LAWS(ALL)-1954-1-44

PIAREY LAL Vs. STATE THROUGH SHIVA BALAK

Decided On January 07, 1954
PIAREY LAL Appellant
V/S
State Through Shiva Balak Respondents

JUDGEMENT

(1.) This is an application under Article 227 of the Constitution and Sec. 561 -A of the Code of Criminal Procedure wherein the petitioner prays that the order passed by the Panchayati Adalat convicting the applicant under Sec. 379 of the Indian Penal Code and sentencing him to a fine of Rs. 25/ - be set aside. Sheo Balak opposite -party made a report to the police complaining that the applicant had attempted to steal away a lota belonging to the opposite party when he was caught red -handed. A case was registered and it was then entrusted to the Panchayati Adalat as the case was within the cognizance of the Panchayati Adalat. The sarpanch constituted a Panchayat of five persons and started proceedings. After some hearings in the case Mata Prasad and Satrohon, two of the five Panches made an application to the sarpanch to the effect that Sheo Balak had made allegations against them and they would not like to be on the Panchayat. They also mentioned in the application that in case the sarpanch agreed to drop them out they should be informed. No action was taken on this application and the Panchayat went on with the case. Ultimately the applicant was found guilty and was sentenced to a fine of Rs. 25/ - on the 16th August, 1952. The applicant then went in revision to the Sub -Divisional Magistrate but the application for revision was dismissed. He then made the present application under Article 227 of the Constitution and Sec. 561A of the Code of Criminal Procedure.

(2.) The first point which has been pressed on behalf of the applicant is that the Panchayat was not duly constituted as two of the panches had signified to the sarpanch their unwillingness to act on the Panchayat. The Panchayat was constituted on the 28th July, 1951, and there were four or five hearings before the application, by Mata Prasad and Satrohan referred to above, was made No, objection to the constitution of the Panchayat was raised by the applicant or by the complainant. Under Rule 84 -D framed under the Panchayat Raj Act it is open to any party to a case, suit or proceeding before a village Panchayat to make an objection about the personel of a Bench constituted for the hearing of the case but such an objection shall be made before the commencement of the hearings. Admittedly no objection was raised by either party to the personnel or to the constitution of the Bench before the hearing started. The learned Counsel for the applicant has not been able to show any provision of law under which it was open to the panches to resign from the Panchayat. But even if such a course of conduct be deemed to be open to a panch, the application made on the 12th September, by Mata Prasad and Satrohan did not submit to a clear and unequivocal resignation from the Panchayat. All that the application shows is that the two panches were unwilling to act in the Panchayat in view of the allegations made by Sheo Balak against them. They had, however, mentioned in the application that they would await the order of the sarpanch. If no orders were made by the sarpanch they would be deemed to have continued as members of the Panchayat There is thus no force in the contention that the Panchayat was not duly constituted.

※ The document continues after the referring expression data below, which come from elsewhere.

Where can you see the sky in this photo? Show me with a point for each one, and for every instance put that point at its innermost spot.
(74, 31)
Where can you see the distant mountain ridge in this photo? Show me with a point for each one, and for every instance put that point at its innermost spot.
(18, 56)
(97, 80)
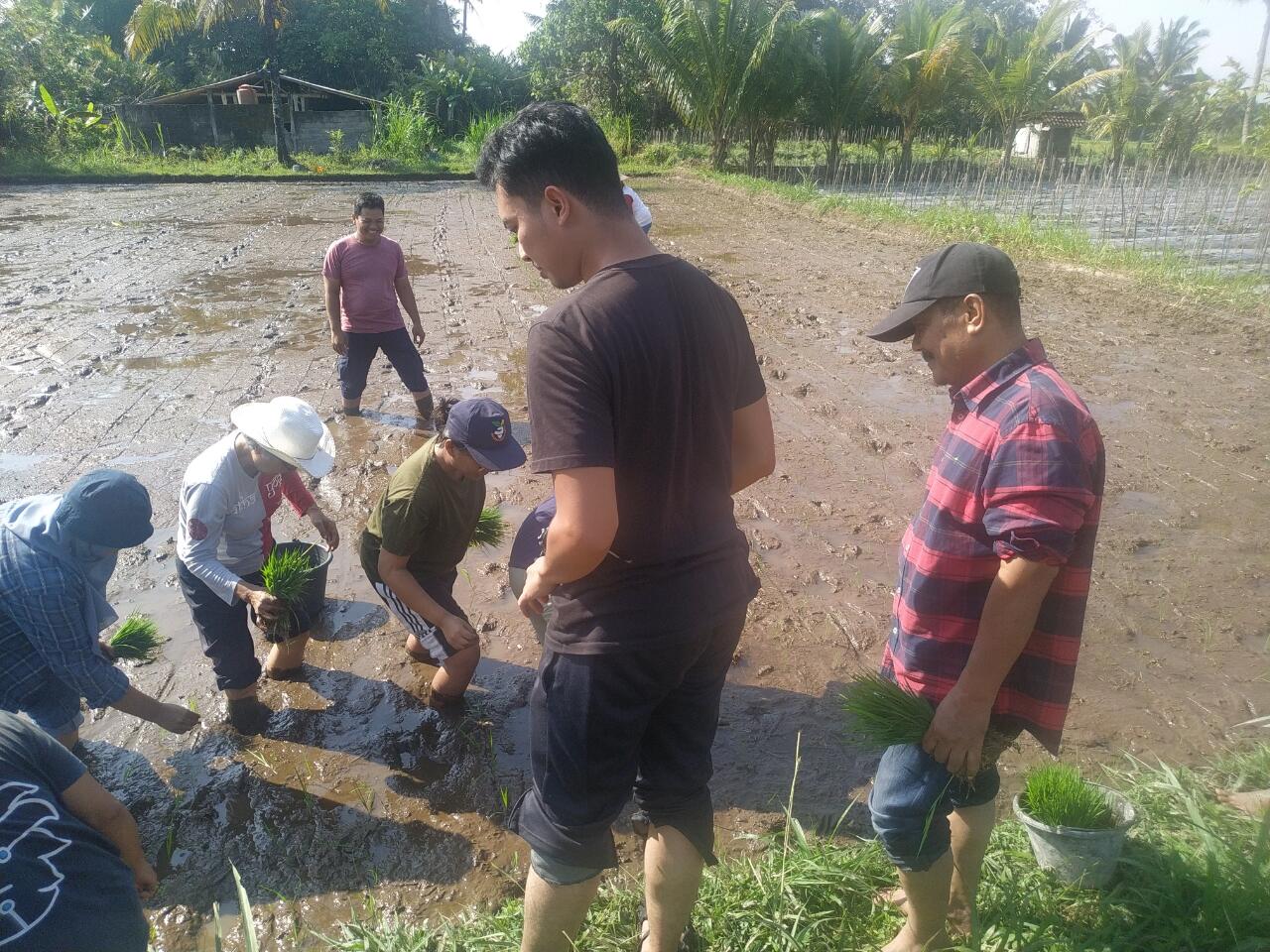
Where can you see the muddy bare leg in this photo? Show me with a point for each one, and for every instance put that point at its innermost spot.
(456, 673)
(928, 893)
(423, 404)
(286, 656)
(553, 914)
(672, 875)
(971, 829)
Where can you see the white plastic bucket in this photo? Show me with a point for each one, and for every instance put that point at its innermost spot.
(1084, 858)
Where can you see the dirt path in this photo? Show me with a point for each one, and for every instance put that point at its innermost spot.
(137, 316)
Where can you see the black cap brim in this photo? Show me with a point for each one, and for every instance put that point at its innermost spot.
(898, 324)
(508, 456)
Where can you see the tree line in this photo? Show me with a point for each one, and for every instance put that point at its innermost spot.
(729, 70)
(742, 70)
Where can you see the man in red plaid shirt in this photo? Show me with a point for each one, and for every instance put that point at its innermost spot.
(993, 576)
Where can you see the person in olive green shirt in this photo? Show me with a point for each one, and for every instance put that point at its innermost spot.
(421, 529)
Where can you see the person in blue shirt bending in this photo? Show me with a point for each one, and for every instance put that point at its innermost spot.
(58, 552)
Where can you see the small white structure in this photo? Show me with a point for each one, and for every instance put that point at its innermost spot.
(1048, 136)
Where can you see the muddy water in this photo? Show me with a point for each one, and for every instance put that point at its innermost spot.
(134, 327)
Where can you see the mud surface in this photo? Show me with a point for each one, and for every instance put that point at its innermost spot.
(137, 316)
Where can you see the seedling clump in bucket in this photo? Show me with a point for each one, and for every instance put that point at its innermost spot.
(1057, 794)
(286, 576)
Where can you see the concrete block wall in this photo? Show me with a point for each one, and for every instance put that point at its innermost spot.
(244, 126)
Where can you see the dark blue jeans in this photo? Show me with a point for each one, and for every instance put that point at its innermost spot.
(397, 345)
(911, 800)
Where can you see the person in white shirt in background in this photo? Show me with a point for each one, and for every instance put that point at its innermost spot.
(643, 216)
(220, 544)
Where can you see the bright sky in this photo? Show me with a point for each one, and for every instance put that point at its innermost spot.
(1233, 28)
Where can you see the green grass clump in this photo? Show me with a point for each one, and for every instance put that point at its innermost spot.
(286, 576)
(1058, 796)
(492, 529)
(137, 640)
(883, 714)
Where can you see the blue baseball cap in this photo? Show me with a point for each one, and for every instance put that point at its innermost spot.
(107, 508)
(484, 428)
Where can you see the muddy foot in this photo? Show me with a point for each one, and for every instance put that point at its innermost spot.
(1254, 802)
(418, 652)
(248, 716)
(296, 673)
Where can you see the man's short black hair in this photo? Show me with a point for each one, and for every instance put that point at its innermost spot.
(367, 199)
(553, 144)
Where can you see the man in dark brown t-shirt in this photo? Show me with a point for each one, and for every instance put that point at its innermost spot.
(649, 411)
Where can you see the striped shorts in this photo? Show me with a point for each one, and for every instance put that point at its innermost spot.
(429, 634)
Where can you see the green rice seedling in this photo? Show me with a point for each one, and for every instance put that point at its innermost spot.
(1058, 796)
(883, 714)
(490, 531)
(286, 576)
(137, 640)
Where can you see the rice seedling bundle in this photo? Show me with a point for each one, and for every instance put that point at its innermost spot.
(1058, 796)
(286, 576)
(137, 640)
(492, 529)
(884, 715)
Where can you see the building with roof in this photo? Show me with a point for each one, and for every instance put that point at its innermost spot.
(1049, 135)
(236, 113)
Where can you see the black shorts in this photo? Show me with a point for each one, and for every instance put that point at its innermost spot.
(602, 725)
(223, 630)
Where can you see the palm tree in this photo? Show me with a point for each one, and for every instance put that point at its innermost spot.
(1256, 76)
(705, 56)
(924, 55)
(843, 72)
(155, 22)
(1147, 80)
(772, 94)
(1026, 68)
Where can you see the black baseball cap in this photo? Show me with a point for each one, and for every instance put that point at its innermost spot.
(107, 508)
(484, 428)
(956, 271)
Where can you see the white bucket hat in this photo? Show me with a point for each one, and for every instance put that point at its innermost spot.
(290, 429)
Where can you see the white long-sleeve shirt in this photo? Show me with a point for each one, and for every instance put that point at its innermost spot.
(643, 216)
(218, 536)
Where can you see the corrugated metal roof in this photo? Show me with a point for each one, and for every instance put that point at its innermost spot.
(250, 77)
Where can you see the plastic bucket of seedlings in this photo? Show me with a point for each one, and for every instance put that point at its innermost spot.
(314, 597)
(1078, 856)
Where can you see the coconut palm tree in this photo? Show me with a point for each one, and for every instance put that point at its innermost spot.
(1257, 71)
(842, 73)
(1147, 80)
(924, 55)
(705, 56)
(772, 94)
(1026, 67)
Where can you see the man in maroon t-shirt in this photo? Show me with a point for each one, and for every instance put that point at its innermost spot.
(365, 276)
(649, 412)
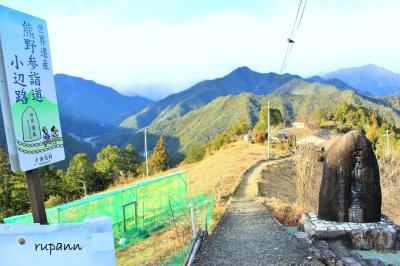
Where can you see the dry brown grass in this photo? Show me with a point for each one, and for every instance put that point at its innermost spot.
(219, 173)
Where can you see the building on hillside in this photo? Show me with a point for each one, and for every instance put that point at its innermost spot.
(299, 123)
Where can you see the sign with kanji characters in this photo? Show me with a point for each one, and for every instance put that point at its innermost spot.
(27, 92)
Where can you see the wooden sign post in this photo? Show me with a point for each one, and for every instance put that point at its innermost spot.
(28, 101)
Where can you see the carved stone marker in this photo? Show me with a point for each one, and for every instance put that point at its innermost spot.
(350, 188)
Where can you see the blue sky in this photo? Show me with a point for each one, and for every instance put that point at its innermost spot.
(156, 47)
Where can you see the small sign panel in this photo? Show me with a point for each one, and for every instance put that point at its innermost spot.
(27, 92)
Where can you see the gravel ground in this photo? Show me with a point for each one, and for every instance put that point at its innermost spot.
(249, 235)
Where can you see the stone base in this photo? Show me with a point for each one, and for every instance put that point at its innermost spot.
(383, 235)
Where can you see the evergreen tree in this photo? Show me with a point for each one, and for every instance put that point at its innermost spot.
(158, 160)
(275, 118)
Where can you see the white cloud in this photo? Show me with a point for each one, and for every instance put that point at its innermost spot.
(158, 51)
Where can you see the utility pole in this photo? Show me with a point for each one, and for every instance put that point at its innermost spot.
(145, 151)
(268, 129)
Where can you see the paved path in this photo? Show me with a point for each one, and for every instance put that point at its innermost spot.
(249, 235)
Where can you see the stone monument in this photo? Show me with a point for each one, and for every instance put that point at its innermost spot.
(350, 189)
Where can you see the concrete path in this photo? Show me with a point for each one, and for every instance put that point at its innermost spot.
(249, 235)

(3.) The next point which has been urged on behalf of the applicant is that all the panches were not present at all the proceedings and did not subscribe to the judgment delivered by the panches. Reliance has been placed on a ruling of this Court in Tajjmul v/s. Mohd. Ismail : 1952 A.W.R. (H.C.) 352. in which it was held that Rule 100 framed under the Panchayat Raj Act required the presence of the panches at all stages of the proceedings. Evidently the amendment made to the Panchayat Raj Act by the addition of a new Sec. 77A was not brought to the notice of the learned Judge at the time when the case referred to above was decided. The case was decided on the 12th June, 1952, and the amendment came into effect on the 2nd June and presumably the amendment did not come to the notice of the counsel for parties or the learned Judge at the time when the case was heard. After the addition of Sec. 77 -A to the Panchayat Raj Act it would no longer be open to a party to question the proceedings before the Panchayati Adalat on the ground that one or two of the panches were not present at all the stages of the proceedings. A perusal of Sec. 77 -A shows that it is open to the panches present at the time of the hearing to proceed with the case provided there were at least three panches present and the Chairman was one of them. It has been argued that even though all the panches may not be present at all the hearings, all of them ought to join in delivery of judgment. I am unable to agree with this contention. If one or two of the panches were not present at the hearings it could not be expected that they would join in the delivery of the judgment. The words used in Sec. 77 -A are "If any panches appointed to a Bench constituted under Sec. 49 for the trial of a case, suit or proceeding is absent at any hearing, the remaining panches may, notwithstanding anything contained in this Act, try the case, suit or proceeding provided, however, that at least three panches, including the chairman are present and provided further that at least one of the panches present is able to record evidence and proceedings". Retrospective effect has been given to this amendment. The words "try the case" include delivery of judgment also and if three panches, including the sarpanch, have been present at all the hearings and have signed the judgment, the judgment cannot be assailed on that ground.